Berkeley Divinity School at Yale

Berkeley Divinity School was founded in 1854. The seminary looks back with pride on the rich history that has brought Berkeley to a place of distinction among Episcopal seminaries and theological schools.

History & Identity

Berkeley was founded in 1854 and became full partner and affiliate of Yale Divinity School in 1971.

Berkeley Divinity School is the Episcopal seminary at Yale. Berkeley is vibrant and intimate, while enjoying the benefits of a comprehensive world-renowned faculty, a highly qualified and diverse student body, and libraries and facilities of the highest caliber. 

Berkeley students are formed by the centrality of daily worship, deliberate attention to the spiritual life, and a concentrated course of study in Anglican history and theology. 

The mission of Berkeley Divinity School at Yale is to form and transform lay and ordained leaders for the present and future Episcopal Church and Anglican Communion. A Christian community of worship, learning, and service, it shares in the ecumenical and scholarly vocations of Yale Divinity School.

In 1854, Bishop John Williams of Connecticut saw the need for a new seminary to be a mediating influence during a time of theological division in the Episcopal Church. Williams founded the Berkeley Divinity School in Middletown, Connecticut, as a place where students from the various streams of Anglicanism could learn, worship, live and minister alongside one another. 

Yale became one of the earliest accepted places for Anglican candidates for ministry in America to read theology, graduating such pioneers as Samuel Seabury, the first bishop in The Episcopal Church.

After founding Berkeley, Bishop Williams, who later became Presiding Bishop of the Episcopal Church, served as Dean of the seminary until 1899. As indicated by the School’s motto, in illa quae ultra sunt (“into the regions beyond”), the seminary has for over 150 years prepared clergy, educators and other leaders to serve throughout the church as part of its mission of “restoring all people to unity with God and each other in Christ.”

In 1928, Dean William Palmer Ladd moved Berkeley Divinity School to New Haven, adjacent to the campus of Yale University, both to take advantage of Yale’s resources and to immerse the students in the new social reality of the industrial city. A pioneer of the Liturgical Movement in the Episcopal Church, Dean Ladd envisioned a vibrant sacramental life nourishing an ongoing commitment to social justice that continues to shape Berkeley’s mission to this day.

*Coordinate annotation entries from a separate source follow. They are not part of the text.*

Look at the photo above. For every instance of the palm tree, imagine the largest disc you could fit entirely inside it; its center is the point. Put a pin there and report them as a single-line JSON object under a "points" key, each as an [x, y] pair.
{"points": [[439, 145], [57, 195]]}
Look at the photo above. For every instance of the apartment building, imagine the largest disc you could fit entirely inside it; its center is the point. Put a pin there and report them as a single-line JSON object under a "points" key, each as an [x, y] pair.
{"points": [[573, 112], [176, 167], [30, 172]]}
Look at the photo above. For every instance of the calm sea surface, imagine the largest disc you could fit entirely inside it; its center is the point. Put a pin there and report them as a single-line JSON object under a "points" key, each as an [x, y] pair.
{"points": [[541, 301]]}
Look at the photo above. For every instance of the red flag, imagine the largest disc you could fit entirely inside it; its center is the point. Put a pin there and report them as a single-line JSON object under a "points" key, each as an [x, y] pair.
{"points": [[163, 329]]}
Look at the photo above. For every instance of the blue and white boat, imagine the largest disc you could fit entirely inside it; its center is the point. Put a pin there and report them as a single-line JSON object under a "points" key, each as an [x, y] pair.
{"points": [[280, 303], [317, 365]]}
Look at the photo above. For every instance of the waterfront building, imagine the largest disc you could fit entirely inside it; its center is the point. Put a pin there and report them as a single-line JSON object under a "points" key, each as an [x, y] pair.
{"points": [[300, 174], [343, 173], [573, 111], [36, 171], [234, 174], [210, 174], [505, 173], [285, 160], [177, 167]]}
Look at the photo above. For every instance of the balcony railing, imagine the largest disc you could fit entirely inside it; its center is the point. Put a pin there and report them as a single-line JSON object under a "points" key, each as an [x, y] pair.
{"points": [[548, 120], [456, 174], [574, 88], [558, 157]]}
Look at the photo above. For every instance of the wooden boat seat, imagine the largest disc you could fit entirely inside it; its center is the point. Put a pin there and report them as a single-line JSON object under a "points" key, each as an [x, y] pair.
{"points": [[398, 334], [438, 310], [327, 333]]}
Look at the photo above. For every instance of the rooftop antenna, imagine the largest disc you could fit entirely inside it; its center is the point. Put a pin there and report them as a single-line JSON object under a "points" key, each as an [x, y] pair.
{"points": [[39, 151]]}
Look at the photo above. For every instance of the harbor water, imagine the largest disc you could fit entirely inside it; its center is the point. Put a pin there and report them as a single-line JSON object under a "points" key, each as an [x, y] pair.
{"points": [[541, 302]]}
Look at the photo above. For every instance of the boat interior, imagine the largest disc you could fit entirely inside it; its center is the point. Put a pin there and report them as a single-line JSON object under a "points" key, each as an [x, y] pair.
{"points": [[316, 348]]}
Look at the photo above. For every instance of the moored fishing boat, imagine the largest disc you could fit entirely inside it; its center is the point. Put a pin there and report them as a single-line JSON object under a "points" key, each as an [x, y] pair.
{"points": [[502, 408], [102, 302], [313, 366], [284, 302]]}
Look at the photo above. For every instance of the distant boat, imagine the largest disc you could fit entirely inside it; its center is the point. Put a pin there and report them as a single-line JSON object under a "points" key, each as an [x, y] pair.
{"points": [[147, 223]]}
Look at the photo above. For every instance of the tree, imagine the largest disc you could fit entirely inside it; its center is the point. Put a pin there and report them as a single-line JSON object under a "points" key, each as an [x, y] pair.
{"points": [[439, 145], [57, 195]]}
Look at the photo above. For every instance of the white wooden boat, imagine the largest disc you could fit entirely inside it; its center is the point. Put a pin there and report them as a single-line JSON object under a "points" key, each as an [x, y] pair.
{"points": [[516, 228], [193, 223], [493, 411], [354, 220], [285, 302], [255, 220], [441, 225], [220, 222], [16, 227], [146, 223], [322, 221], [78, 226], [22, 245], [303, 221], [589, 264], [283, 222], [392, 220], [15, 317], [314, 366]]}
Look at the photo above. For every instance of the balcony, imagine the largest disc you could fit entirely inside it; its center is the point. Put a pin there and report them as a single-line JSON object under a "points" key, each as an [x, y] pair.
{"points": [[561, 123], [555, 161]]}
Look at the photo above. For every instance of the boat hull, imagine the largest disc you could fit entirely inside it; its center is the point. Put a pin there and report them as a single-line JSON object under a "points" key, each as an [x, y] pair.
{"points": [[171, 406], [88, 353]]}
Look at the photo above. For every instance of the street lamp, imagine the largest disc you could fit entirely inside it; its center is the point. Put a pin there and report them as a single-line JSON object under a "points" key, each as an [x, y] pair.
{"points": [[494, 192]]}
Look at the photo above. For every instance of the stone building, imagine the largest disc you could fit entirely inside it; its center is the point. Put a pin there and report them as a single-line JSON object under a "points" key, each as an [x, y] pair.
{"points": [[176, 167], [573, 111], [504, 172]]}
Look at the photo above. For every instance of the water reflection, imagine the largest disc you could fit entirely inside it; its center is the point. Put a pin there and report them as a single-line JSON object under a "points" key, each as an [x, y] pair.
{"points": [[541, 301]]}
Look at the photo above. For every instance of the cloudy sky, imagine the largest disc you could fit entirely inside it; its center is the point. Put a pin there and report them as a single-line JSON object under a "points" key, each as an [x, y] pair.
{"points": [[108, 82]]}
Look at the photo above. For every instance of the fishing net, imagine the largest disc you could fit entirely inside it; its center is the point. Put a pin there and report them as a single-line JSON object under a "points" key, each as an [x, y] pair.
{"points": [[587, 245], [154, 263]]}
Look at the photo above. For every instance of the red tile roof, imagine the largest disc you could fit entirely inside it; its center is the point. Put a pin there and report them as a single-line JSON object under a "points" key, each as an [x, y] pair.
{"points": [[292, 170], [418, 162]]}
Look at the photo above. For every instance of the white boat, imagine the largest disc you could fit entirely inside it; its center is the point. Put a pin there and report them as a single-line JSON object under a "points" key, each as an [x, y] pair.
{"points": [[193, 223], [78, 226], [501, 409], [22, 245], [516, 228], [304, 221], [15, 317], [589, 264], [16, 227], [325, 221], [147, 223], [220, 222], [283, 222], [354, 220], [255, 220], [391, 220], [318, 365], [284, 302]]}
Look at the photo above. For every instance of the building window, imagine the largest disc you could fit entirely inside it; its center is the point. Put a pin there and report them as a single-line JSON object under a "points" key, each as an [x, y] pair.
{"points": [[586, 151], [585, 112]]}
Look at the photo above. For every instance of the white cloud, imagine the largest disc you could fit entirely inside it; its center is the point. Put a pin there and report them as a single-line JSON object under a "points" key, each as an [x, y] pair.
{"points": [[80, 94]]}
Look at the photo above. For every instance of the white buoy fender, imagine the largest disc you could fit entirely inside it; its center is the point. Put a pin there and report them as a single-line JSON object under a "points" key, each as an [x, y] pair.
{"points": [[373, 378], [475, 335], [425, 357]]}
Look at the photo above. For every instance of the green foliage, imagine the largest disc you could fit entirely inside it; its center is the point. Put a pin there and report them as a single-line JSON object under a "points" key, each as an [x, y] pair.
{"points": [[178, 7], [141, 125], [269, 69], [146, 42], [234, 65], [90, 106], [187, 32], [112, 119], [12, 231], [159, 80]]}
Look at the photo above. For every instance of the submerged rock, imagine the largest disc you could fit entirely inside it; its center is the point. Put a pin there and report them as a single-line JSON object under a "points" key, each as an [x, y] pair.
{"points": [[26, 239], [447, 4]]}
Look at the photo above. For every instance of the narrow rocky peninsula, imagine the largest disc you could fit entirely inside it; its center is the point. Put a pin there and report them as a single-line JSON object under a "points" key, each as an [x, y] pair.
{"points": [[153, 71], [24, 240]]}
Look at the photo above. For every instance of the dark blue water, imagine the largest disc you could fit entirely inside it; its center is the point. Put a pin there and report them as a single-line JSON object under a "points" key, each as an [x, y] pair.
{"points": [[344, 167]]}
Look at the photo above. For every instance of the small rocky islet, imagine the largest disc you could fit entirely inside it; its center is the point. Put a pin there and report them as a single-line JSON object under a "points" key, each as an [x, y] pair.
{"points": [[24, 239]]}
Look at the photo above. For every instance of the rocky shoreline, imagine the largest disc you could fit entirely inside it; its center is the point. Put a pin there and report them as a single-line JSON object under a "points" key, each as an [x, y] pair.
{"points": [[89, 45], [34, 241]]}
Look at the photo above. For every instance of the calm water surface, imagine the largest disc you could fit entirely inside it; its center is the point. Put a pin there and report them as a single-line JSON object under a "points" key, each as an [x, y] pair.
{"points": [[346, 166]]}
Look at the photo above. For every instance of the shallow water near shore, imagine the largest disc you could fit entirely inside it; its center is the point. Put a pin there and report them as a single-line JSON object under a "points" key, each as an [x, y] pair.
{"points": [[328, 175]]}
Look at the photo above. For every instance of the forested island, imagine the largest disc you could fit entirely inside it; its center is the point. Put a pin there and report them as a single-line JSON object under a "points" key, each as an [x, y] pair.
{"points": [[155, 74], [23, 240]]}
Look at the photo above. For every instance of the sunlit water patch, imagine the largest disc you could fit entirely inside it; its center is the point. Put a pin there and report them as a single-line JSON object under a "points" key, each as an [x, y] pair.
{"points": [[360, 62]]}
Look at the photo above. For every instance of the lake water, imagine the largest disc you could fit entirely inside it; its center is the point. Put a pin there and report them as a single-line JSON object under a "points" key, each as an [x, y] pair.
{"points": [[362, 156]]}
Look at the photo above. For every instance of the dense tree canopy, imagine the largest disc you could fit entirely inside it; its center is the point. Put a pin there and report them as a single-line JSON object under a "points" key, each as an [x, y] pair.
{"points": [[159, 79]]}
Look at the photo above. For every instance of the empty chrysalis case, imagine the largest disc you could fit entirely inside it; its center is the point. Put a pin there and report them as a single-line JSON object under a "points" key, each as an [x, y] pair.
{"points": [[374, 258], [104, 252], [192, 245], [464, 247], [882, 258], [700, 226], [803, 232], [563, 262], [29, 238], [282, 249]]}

Berkeley Divinity School at Yale, Berkeley College at Yale, and Berkeley, California all share a namesake: the 18th-century Anglo-Irish philosopher and bishop, George Berkeley. 

In 1729, George Berkeley traveled from Ireland to the Americas. Berkeley purchased and moved into Whitehall farm in Newport, Rhode Island, where he wrote, preached, and founded a philosophical society. There, he dreamed of the Bermuda project: a theological college in Bermuda to train the sons of colonists for ministry. He waited in Newport for funding from King George I that never came. 

While living in Rhode Island, Berkeley developed a friendship with Samuel Johnson, Yale class of 1714, an Anglican priest who is sometimes called “The Father of the Episcopal Church in Connecticut.” Samuel Johnson would go on to found King’s College (now Columbia University). Due to encouragement from Samuel Johnson, when George Berkeley abandoned the Bermuda project, he left his estate in Newport and 900 books to a college in Connecticut that would later be called Yale. Yale’s first endowed scholarships were provided by income from Berkeley’s estate.

Yale and Slavery: A History by Sterling Professor of History David W. Blight reminds us of the difficulties attached to the figure of George Berkeley. Enslaved laborers worked Whitehall farm before and after Berkeley donated it to Yale, and George Berkeley is known to have bought at least three enslaved people himself. Berkeley made his views on slavery publicly known. While he “advocated for the baptism of enslaved people, and he condemned what he called ‘an irrational Contempt for the Blacks, as Creatures of another Species’” (Yale and Slavery: A History, 61), he did not challenge slavery and suggested that the conversion of slaves to Christianity could even benefit slaveholders. 

Berkeley was Yale’s benefactor long before Berkeley Divinity School was founded, but his reputation as scholar, educator, and bishop led the founders of the school to use his name a century after his time in the American colonies.

As a seminary of the Episcopal Church, Berkeley affiliated with Yale Divinity School in 1971, making it the only Episcopal seminary to be fully associated with a major research university. 

While Berkeley retains its distinctive Anglican identity and retains an independent board of trustees and administration, its students are admitted by and fully enrolled as members of Yale Divinity School. 

As Berkeley seminarians, students are formed by the centrality of daily corporate worship, deliberate attention to the spiritual life, and a concentrated course of study in Anglican history and theology. At the same time, as Yale students, they are incorporated into the rigorous academic program of a divinity school with a world-renowned faculty and library. They enjoy the full resources of the various professional schools, departments, and extra-curricular programs of Yale University.